Dodgers sign former division rival infielder to minor-league contract

Colorado Rockies v St. Louis Cardinals
Colorado Rockies v St. Louis Cardinals / Scott Kane/GettyImages

It only took the Dodgers a few days to scoop up a discarded player from their least intimidating division rival. Colorado is typically a place where careers go to die — just ask Kris Bryant about that — so LA was really doing Alan Trejo a favor when they signed him to a minor-league deal on Monday. Congratulations Alan Trejo, you are not a Colorado Rockie!

Trejo has been a constant Quadruple-A call up for Colorado for the last three years, but he made it onto the Opening Day roster this season after putting on a nice showcase during spring training. However, while Trejo has a track record of being fantastic Triple-A guy, he's never been able to make things stick in the majors. Before eventually being DFA'ed by the Rockies on June 29 and declaring free agency, he was hitting .143 with a .325 OPS through 28 games.

The Dodgers immediately put him to work down in Triple-A; he made his OKC debut just a day after the contract became official and went 2-for-3 with two walks and an RBI in a pretty great first introduction to the club.

Dodgers sign DFA'ed Rockies infielder Alan Trejo to a minor-league contract

Again, Trejo has always been a fantastic hitter in the minors. Over 12 games last year with the Albuquerque Isotopes, he hit .370 with a 1.028 OPS, and even with a larger sample size the year before (67 games), he hit .296 with a .882 OPS. But he's never been able to translate that to the bigs.

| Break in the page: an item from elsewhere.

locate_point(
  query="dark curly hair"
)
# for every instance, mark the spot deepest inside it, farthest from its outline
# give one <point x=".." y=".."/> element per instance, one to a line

So while Trejo's line leaving his first game with OKC (.667/.800/1.333) does leave a lot of room to be excited about what he could do with the Dodgers' far superior minor-league system and player development track, there's no telling if they'll also be able to get him over that bridge.

Still, it's pretty clear why the Dodgers went after Trejo. Second base has been a pretty desperate place since Gavin Lux moved there at the beginning of the season. His defense has been fine, but his bat has gone completely cold. With Miguel Rojas now primarily at short in Mookie Betts' absence, second is backed up by Kiké Hernández, who also hasn't been hitting this season.

It seems (or, rather, we can hope) that Lux will be given away at the trade deadline to any team that will take him, but if Betts' progress in recovery is stalled or the Dodgers decide to move him back to the outfield instead of second, they'll need to look for internal replacements, which is where Trejo could come in. If that happens, he'll get himself within closer proximity to a World Series ring than he's ever been before. Congratulations Alan Trejo, you are a Los Angeles Dodger.